GCS_BUCKET = PROJECT_ID

packages:

In [8]:
import json, os
import time
import requests

import catboost 
import numpy as np
import docker

import google.auth
from google.cloud import storage
from google.cloud import artifactregistry_v1
from google.cloud.devtools import cloudbuild_v1
from google.cloud import run_v2
from google.cloud import aiplatform

clients:

In [9]:
# gcs storage client
gcs = storage.Client(project = GCS_BUCKET)
bucket = gcs.bucket(GCS_BUCKET)

# cloud build client
cb = cloudbuild_v1.CloudBuildClient()

# artifact registry client
ar = artifactregistry_v1.ArtifactRegistryClient()

# cloud run client
cr = run_v2.ServicesClient()

# vertex ai client
aiplatform.init(project = PROJECT_ID, location = REGION)

Parameters:

In [10]:
DIR = f"files/{EXPERIMENT}"

Environment:

In [11]:
if not os.path.exists(DIR):
    os.makedirs(DIR)

---
## CatBoost Model

Retrieve the model trained in prior workflow along with test records.  Test the model directly in this environment.

### Check For Files

In [12]:
files = list(bucket.list_blobs(prefix = f'{SERIES}/notebook'))
if len(files) > 0:
    print('Found the files created by the prerequisite workflow:')
    for file in files:
        print(f'- gs://{bucket.name}/{file.name}')
else:
    print('Files note found - Please run the prerequisite notebook (listed at top of this workflow)')

Found the files created by the prerequisite workflow:
- gs://statmike-mlops-349915/frameworks-catboost/notebook/examples.json
- gs://statmike-mlops-349915/frameworks-catboost/notebook/model.cbm


### Load Model

In [13]:
model_blob = bucket.blob(f'{SERIES}/notebook/model.cbm')
model_bytes = model_blob.download_as_bytes()
model = catboost.CatBoostClassifier().load_model(blob = model_bytes)

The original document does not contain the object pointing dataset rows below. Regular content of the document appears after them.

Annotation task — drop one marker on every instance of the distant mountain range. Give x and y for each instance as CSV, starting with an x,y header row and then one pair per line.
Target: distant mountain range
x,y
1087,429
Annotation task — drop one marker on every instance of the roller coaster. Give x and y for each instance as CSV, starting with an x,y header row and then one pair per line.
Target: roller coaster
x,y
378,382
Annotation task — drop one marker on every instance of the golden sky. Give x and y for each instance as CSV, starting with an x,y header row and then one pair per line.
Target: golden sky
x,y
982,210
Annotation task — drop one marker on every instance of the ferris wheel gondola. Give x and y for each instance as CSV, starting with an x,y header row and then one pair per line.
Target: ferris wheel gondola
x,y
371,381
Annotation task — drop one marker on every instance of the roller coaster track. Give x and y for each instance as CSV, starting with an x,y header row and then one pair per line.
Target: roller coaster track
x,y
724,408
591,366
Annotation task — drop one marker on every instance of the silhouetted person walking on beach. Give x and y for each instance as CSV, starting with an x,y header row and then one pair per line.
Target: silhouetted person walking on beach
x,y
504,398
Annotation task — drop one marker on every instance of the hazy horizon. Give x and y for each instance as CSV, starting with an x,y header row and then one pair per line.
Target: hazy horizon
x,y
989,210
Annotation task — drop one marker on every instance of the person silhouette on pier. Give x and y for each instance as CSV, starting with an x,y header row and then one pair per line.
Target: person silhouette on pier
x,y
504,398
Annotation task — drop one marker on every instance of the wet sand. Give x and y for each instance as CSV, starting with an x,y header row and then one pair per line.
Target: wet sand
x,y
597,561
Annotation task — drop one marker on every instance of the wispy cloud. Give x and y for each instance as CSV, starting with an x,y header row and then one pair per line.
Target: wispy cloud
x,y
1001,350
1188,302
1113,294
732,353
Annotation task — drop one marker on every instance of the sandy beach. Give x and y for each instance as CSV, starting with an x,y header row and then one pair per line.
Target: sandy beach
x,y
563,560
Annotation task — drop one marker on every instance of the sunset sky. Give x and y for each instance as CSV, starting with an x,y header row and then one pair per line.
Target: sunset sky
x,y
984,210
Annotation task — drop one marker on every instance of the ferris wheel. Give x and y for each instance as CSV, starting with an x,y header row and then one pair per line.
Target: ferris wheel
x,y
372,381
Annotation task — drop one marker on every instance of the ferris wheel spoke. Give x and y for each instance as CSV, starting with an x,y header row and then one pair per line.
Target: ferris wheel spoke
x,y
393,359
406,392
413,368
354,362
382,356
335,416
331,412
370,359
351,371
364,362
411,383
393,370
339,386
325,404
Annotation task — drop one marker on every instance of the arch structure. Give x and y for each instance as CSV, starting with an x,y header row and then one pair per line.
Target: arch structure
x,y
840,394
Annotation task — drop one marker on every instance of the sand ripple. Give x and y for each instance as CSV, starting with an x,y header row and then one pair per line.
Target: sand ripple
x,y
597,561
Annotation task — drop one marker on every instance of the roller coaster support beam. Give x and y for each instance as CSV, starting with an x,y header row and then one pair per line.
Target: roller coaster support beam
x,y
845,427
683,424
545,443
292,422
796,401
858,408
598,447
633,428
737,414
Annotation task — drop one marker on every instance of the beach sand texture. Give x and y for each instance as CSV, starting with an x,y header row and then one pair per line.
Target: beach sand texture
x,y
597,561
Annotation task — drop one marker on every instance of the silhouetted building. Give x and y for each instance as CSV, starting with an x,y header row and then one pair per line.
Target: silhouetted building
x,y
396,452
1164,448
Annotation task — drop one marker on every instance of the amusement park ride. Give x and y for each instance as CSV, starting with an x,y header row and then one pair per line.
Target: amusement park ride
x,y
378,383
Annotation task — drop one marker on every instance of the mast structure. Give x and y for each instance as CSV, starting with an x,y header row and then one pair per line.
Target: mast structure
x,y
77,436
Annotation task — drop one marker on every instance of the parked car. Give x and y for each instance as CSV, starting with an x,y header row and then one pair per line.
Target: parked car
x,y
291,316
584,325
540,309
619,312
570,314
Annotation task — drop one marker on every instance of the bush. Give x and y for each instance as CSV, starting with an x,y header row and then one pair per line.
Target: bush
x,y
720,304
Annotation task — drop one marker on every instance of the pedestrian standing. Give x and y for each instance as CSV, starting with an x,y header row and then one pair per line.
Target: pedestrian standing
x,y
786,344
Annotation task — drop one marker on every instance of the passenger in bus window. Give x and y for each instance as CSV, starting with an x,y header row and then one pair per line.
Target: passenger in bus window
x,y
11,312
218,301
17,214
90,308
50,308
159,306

### Load Inference Examples

In [14]:
examples_blob = bucket.blob(f'{SERIES}/notebook/examples.json')
examples_np = np.array(
    json.loads(examples_blob.download_as_string())
)

### Test Model With Examples

In [15]:
model.predict(examples_np)

array([1, 1, 1, 1, 0, 0, 1, 1, 1, 1])

In [18]:
model.feature_names_

['Time',
 'V1',
 'V2',
 'V3',
 'V4',
 'V5',
 'V6',
 'V7',
 'V8',
 'V9',
 'V10',
 'V11',
 'V12',
 'V13',
 'V14',
 'V15',
 'V16',
 'V17',
 'V18',
 'V19',
 'V20',
 'V21',
 'V22',
 'V23',
 'V24',
 'V25',
 'V26',
 'V27',
 'V28',
 'Amount']

- Idea:
    - Store original data in BigQuery Table with transation ID
    - Sync to Feature Store Online
    - Build Function: Retrieve record (by entity_id), parse response, order columns, create array, predict
    - Create custom preidction container with FastAPI using the Function to retrieve based on input of entity_id
    - Deploy to local, cloud run, and Vertex Endpoint